3rd Attorney General of Washington
- In office 1897–1901
- Governor: John Rankin Rogers
- Preceded by: William C. Jones
- Succeeded by: Wickliffe Stratton

Personal details
- Party: People's Party
- Profession: Lawyer, newspaper editor

= Patrick Henry Winston Jr. =

Lawyer, newspaper editor (1847–1904)

Patrick Henry Winston Jr. (August 22, 1847 – April 3, 1904) was a lawyer and newspaper editor who served as Attorney General of Washington from 1897 to 1901. According to one biography, "It is difificult to describe such a man or to give a satisfactory account of his career.

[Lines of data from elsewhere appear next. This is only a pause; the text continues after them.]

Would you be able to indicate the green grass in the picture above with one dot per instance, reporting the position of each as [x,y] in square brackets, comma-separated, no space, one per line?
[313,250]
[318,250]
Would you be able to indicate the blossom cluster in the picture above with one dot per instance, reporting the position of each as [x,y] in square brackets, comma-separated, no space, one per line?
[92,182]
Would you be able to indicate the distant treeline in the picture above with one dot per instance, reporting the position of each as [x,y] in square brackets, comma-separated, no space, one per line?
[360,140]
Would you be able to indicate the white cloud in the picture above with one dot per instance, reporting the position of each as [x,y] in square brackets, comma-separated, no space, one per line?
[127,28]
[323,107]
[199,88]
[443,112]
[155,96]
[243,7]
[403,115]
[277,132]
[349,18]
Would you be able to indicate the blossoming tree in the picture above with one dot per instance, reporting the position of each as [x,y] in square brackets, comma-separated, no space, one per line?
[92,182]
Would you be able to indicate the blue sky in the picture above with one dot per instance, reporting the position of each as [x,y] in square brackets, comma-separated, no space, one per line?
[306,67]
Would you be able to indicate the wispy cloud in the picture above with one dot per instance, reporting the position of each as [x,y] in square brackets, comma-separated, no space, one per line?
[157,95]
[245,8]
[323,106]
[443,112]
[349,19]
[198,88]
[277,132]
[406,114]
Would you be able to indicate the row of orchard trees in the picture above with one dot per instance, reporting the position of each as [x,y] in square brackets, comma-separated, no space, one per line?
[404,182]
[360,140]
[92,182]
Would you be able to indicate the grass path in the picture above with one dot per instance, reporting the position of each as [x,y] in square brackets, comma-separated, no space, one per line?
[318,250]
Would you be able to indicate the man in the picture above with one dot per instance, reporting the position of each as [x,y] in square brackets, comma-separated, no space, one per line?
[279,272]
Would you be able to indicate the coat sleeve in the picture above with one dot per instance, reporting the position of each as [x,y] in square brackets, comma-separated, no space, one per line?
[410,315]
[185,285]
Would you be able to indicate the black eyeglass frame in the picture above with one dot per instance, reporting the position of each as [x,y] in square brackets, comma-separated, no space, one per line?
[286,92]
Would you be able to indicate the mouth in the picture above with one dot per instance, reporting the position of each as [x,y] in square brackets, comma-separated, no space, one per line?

His personality always outshone and dazzled his achievement."

Nonetheless, some of his achievements:

- Educated at the Horner School and the University of North Carolina (valedictorian)
- Trustee of the University of North Carolina
- Director of the Albemarle and Chesapeake Canal
- Delegate to two National Democratic and two National Republican conventions
- Presidential elector
- Registrar of the United States General Land Office in Lewiston, Idaho
- District attorney of the Territory of Washington
- First attorney general of the State of Washington by popular election.
- Owner and editor of three newspapers
  - Albemarle Times, Windsor, North Carolina
  - Spokane Review, Spokane, Washington
  - Winston's Weekly, Spokane, Washington

He came from a prominent North Carolina family; one of his brothers, Francis D. Winston, was United States Attorney for the Eastern District of North Carolina.